Sometimes the 'old way' works a lot better then the newer high tech.
Absolutely. Data in a computerized record is invisible until displayed or printed out, and then it often looks exactly like everything else. Even though we have color monitors and different font sizes...how often are these used in typical data processing applications?
Colored paper (in the form of stickers, cards, or colored marks on paper) stand out and are portable without having to load them onto another device.

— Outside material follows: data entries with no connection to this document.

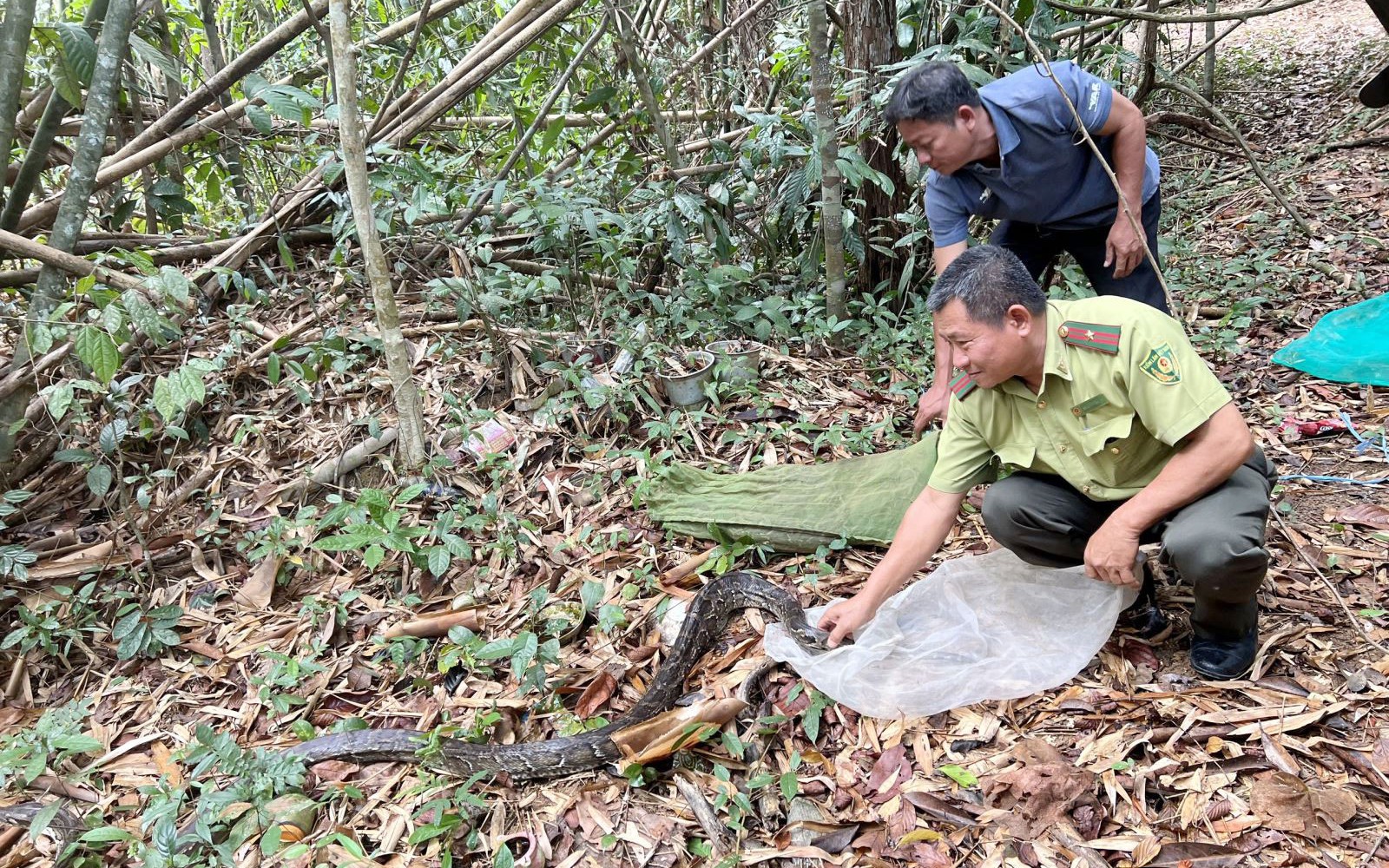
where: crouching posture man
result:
[820,246,1274,679]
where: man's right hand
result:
[912,380,950,435]
[820,592,878,648]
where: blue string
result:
[1278,474,1389,484]
[1278,410,1389,484]
[1340,410,1389,461]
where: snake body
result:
[287,571,826,778]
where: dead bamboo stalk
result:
[19,0,467,231]
[384,0,583,146]
[0,229,144,293]
[328,0,426,470]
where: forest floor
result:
[8,0,1389,868]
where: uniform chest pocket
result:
[1081,414,1134,464]
[993,443,1037,470]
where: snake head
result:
[782,623,854,654]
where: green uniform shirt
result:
[929,296,1231,500]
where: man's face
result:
[898,106,974,175]
[935,299,1032,389]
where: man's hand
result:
[820,592,878,648]
[1104,210,1143,278]
[1085,518,1139,588]
[912,379,950,435]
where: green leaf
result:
[78,826,135,845]
[30,799,63,840]
[257,85,307,127]
[246,106,275,136]
[241,72,269,100]
[155,375,183,422]
[940,762,979,786]
[88,464,111,497]
[429,546,453,576]
[74,325,121,384]
[574,85,616,111]
[314,526,382,551]
[491,843,517,868]
[579,579,604,611]
[49,380,72,422]
[95,417,130,456]
[121,289,167,345]
[53,733,102,754]
[361,543,386,569]
[111,607,143,641]
[130,33,179,79]
[511,630,540,678]
[780,773,800,801]
[160,265,193,304]
[54,21,95,84]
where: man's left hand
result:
[1085,523,1139,588]
[1104,213,1143,278]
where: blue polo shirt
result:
[926,60,1158,247]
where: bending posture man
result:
[820,246,1274,679]
[885,61,1167,432]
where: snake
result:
[0,571,827,847]
[286,569,829,779]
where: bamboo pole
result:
[328,0,425,470]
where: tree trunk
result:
[845,0,912,293]
[609,5,681,169]
[328,0,425,470]
[0,0,33,201]
[1134,0,1160,108]
[0,0,135,475]
[197,0,255,222]
[0,0,107,232]
[810,0,849,321]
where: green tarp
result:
[1274,294,1389,386]
[646,432,938,551]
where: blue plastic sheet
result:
[1274,294,1389,386]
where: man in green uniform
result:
[820,246,1274,679]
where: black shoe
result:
[1116,561,1172,644]
[1192,627,1259,681]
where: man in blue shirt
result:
[885,61,1167,432]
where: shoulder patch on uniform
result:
[1137,342,1182,386]
[1056,321,1122,356]
[947,371,979,401]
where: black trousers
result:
[989,193,1171,314]
[984,449,1276,639]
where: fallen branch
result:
[0,229,174,293]
[280,428,398,500]
[1044,0,1313,23]
[1153,81,1311,236]
[1307,136,1389,160]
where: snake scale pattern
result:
[287,571,826,779]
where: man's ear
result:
[1003,304,1037,338]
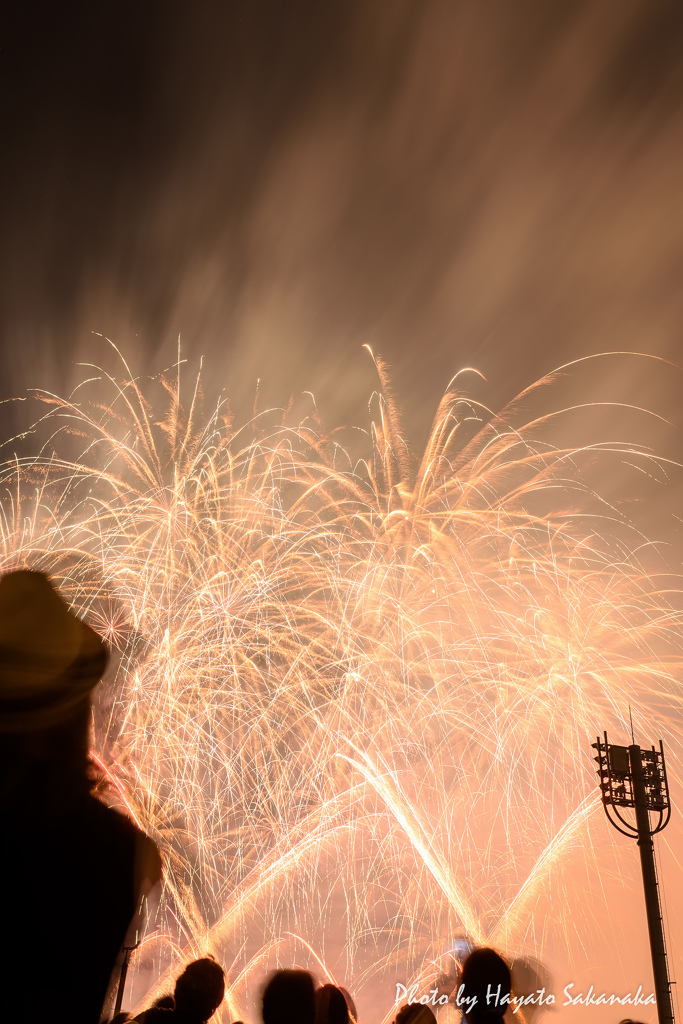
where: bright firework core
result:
[2,350,681,1021]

If people think to use them. Note cards in THIS house--especially light blue and green ones--tend to go missing. Orange and yellow stand out, but soft green and blue are sort of dust-colored, and the carpet is gray. And as a person who is not a born organizer, I can have 100 note cards, each with 3 or more very important notes on it (the password for that, the phone number of someone, the time of medical appointment but not the day, the date of the medical appointment, but not the time, the deadline for an article, etc.)
The strange thing is that this is basically done for many other things. For example, nurses post signs on the door, in the room, and on the chart when someone is considered a falling risk.
Similarly, every time I've been to an ER during flu season, they've had a pile of masks and that rubbing-soap stuff with instructions to wear the mask if they have any of the following symptoms, followed by a list.
You'd think something similar could be done without any major shakeups in the medical system at any given hospital.
Of course, one could also argue that every city should designate one hospital as the one best equipped to handle Ebola, and post on the door of every other hospital that people who have traveled from (list of countries) in the past 21 days all go there.
Making matters trickier will be if it gets out of control here - then we can't rely on the red flag of travel.
As a former long time ER and admitting clerk I can't see any reason this wouldn't work, other than staff error.
Mind if I share it with people who might be in a position to implement this at a couple institutions?
Please do. I'd be delighted if it eased confusion in a way that might help patients.